The Salsa was forming in Montebello. Brazilian-born Rildo Menezes, who coached the defunct California Emperors in the APSL in 1990, remembered Ervine from the Heat and wanted him.
“He’s a team leader and organizer who can make the team score,” Menezes said of Ervine. “He has very good skills and great touch on the ball.”
In late April, a week before the league season began, Ervine signed a two-year contract for an undisclosed amount with the Salsa, joining four other former Heat players on the team. He started 10 of the club’s first 11 matches.
Lately, however, Menezes has tried new lineups, suggesting that Ervine’s playing time might be limited, at least for a while, until he settles on the outdoor game.
“Dale has all the tools and ability to be a very, very solid player for us,” Salsa General Manager Rick Davis said. “He needs to get acclimated back to the outdoor game. I figured when we signed him that it would be a six-month transition period.”
The indoor game requires quick reactions in tight spaces, short passes and playing the ball off the glass or boards, much like hockey players do with a puck. The playing fields are the size of an ice rink and the net is about twice as small as the 8-feet-high, 18-feet-wide outdoor goal mouths. Indoor soccer is played in four, 15-minute periods with ample timeouts. The outdoor game consists of two, 45-minute periods. Time is stopped only at the referee’s discretion for serious injuries.
“There’s no comparison between the two games,” Ervine said. “The fitness level is different. The mental approach to the game is different. Indoors is much more one-on-one all over the field.”
Soccer has always been the driving force in Ervine’s life. Born in Ireland and raised in the South Bay, he grew up when the area was a hotbed of youth soccer.
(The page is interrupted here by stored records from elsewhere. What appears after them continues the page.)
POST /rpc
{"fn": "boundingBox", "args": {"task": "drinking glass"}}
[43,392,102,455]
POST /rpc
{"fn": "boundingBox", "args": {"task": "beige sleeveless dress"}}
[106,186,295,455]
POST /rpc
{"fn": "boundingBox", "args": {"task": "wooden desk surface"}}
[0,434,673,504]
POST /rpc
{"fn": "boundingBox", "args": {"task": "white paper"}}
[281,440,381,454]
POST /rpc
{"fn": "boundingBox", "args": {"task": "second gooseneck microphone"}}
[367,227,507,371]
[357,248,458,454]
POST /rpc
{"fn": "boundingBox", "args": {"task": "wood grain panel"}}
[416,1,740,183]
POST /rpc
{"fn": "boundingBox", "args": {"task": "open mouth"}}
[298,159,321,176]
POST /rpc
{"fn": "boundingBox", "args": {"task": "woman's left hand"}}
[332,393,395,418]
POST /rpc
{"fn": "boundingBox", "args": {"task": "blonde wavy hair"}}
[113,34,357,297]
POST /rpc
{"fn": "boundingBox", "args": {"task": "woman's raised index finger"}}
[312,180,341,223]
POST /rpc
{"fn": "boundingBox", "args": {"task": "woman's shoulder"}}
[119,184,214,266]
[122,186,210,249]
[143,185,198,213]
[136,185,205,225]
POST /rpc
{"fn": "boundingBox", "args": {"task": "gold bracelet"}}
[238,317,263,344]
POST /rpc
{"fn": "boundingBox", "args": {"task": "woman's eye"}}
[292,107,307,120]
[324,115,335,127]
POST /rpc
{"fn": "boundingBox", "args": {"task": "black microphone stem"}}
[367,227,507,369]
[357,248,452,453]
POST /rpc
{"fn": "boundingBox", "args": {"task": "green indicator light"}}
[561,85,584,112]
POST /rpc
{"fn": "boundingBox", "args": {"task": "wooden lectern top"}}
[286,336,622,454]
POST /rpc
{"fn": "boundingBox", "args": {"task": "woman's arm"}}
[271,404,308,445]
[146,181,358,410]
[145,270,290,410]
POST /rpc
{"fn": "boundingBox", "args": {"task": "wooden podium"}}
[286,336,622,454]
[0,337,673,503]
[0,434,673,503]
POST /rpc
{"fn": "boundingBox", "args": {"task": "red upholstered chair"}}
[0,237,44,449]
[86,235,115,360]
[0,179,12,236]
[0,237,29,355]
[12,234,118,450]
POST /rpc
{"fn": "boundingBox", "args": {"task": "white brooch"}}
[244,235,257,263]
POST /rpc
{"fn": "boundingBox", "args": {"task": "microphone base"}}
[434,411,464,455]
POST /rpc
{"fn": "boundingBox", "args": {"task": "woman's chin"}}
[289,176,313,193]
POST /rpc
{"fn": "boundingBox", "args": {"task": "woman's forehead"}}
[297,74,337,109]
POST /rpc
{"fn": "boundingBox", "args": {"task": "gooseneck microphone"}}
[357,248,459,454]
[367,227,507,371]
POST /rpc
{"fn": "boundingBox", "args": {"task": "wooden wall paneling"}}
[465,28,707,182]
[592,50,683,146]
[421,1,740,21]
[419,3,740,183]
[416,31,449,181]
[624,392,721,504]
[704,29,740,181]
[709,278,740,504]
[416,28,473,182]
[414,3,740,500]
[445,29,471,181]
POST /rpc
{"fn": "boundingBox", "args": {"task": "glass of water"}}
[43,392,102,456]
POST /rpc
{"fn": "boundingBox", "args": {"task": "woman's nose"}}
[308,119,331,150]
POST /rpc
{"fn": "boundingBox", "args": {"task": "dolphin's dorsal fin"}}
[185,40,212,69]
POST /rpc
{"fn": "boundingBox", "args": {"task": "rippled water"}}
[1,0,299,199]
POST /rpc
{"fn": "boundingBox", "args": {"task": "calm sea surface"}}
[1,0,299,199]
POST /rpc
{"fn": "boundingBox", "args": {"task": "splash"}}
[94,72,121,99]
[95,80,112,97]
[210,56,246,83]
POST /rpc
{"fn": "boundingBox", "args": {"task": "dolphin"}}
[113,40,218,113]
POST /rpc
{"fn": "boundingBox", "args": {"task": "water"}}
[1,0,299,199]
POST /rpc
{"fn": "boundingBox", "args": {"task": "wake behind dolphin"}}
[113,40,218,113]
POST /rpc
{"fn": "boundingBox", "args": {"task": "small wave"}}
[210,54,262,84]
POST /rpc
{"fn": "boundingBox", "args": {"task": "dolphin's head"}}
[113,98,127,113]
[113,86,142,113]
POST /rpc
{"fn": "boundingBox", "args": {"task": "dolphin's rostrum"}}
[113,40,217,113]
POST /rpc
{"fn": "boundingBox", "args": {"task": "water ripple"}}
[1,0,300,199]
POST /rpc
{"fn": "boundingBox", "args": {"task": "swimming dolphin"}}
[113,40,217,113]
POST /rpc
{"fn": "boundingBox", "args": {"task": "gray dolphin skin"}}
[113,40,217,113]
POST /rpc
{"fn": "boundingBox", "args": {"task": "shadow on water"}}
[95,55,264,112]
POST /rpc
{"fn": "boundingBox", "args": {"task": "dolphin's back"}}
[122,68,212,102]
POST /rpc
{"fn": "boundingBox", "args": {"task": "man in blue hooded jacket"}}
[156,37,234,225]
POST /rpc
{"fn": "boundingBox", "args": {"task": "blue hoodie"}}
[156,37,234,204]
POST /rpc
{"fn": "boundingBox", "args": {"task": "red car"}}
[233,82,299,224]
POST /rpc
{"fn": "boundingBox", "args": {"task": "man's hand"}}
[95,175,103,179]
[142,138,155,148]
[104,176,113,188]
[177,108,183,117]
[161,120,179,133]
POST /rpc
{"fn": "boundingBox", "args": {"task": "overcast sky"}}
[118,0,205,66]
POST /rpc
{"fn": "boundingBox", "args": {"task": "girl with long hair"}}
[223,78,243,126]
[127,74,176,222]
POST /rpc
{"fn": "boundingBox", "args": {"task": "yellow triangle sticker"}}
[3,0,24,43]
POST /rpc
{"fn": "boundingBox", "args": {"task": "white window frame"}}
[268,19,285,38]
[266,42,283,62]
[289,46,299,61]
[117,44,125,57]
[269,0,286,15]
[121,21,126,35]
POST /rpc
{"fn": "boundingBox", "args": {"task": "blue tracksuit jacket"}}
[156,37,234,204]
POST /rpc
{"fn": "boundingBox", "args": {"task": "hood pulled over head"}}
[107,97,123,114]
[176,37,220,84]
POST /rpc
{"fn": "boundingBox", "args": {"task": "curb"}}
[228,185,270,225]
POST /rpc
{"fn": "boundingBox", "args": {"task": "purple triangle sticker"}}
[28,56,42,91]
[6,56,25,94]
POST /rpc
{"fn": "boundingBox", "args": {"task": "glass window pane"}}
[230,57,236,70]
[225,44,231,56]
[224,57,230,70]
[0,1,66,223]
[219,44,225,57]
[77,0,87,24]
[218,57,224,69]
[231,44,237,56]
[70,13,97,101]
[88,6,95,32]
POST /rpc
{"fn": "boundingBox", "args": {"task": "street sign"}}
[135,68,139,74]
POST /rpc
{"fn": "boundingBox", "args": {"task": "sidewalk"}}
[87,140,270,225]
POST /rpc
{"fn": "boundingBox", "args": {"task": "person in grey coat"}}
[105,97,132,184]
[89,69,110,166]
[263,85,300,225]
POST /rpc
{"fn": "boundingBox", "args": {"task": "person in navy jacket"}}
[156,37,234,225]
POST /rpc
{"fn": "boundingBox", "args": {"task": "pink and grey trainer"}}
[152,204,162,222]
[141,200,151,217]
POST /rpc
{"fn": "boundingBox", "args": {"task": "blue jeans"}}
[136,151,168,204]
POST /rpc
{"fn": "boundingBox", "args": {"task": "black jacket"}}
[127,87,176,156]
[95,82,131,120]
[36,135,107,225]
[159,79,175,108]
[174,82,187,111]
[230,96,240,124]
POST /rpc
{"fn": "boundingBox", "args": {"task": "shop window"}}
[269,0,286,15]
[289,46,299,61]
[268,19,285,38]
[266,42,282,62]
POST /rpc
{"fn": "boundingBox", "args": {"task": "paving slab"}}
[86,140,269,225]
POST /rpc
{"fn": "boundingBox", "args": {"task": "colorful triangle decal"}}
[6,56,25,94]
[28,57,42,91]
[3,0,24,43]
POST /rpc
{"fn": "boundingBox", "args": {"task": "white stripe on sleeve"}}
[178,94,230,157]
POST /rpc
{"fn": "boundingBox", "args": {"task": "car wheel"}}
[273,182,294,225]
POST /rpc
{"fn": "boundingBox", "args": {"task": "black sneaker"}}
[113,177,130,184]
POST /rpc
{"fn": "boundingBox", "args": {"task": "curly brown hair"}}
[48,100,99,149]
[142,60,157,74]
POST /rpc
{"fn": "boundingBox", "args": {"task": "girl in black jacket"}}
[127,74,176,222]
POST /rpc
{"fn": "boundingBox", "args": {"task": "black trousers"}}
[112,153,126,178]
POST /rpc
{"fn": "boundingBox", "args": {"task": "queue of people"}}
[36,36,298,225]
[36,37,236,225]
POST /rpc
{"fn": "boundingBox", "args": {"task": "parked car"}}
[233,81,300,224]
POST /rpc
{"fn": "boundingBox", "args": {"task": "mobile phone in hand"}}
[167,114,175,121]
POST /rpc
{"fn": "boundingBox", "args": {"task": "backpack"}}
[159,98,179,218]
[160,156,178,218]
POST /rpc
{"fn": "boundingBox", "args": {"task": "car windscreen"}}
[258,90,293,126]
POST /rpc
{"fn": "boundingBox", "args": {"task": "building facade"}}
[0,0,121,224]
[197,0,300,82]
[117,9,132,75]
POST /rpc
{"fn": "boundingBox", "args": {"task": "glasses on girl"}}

“In the South Bay, soccer was serious back then,” he said. “I remember seeing license plate covers at the fields that said it was ‘Soccer City USA.’ There was so much soccer talent in the South Bay, it was exciting to play. In grade school we played it during recess.”
Ervine was the captain of UCLA’s 1985 national championship team and a two-time All-American. He was drafted in the first round by Wichita of the then Major Indoor Soccer League in 1986. He was runner-up in balloting for rookie of the year and in 1989-90 scored 62 goals, the most in a season by an American.
Salsa management is betting that Ervine, once he adjusts to the outdoor game, will have similar success.
“For seven years I tried to do what I could to improve each season, to be the best I could be indoors,” Ervine said. “I worked hard at it. Now I need to adjust to more open spaces.”
Davis and Menezes appear willing to wait.
“I think the most important thing right now for Dale Ervine--and this will make a big difference in his game--is for him to gain his confidence back,” Davis said. “It takes time to adjust. Once he feels good about the way he’s playing, he’ll be fine.”
Menezes faults himself for putting Ervine in a difficult situation.
“He was indoors so long, then he came here,” he said. “I put him in the field too fast. He must go back to the confidence in himself he had before and show more soccer for the people.”
Ervine sees his soccer career lasting five or six more years, and he plans on getting his starting job back soon.
“He’s doing better in practice every day, and by the end of the season he will be ready to pull this team into the championship,” Menezes said.
What Ervine does after that is a mystery, especially to a man who has allowed sport to dominate his life.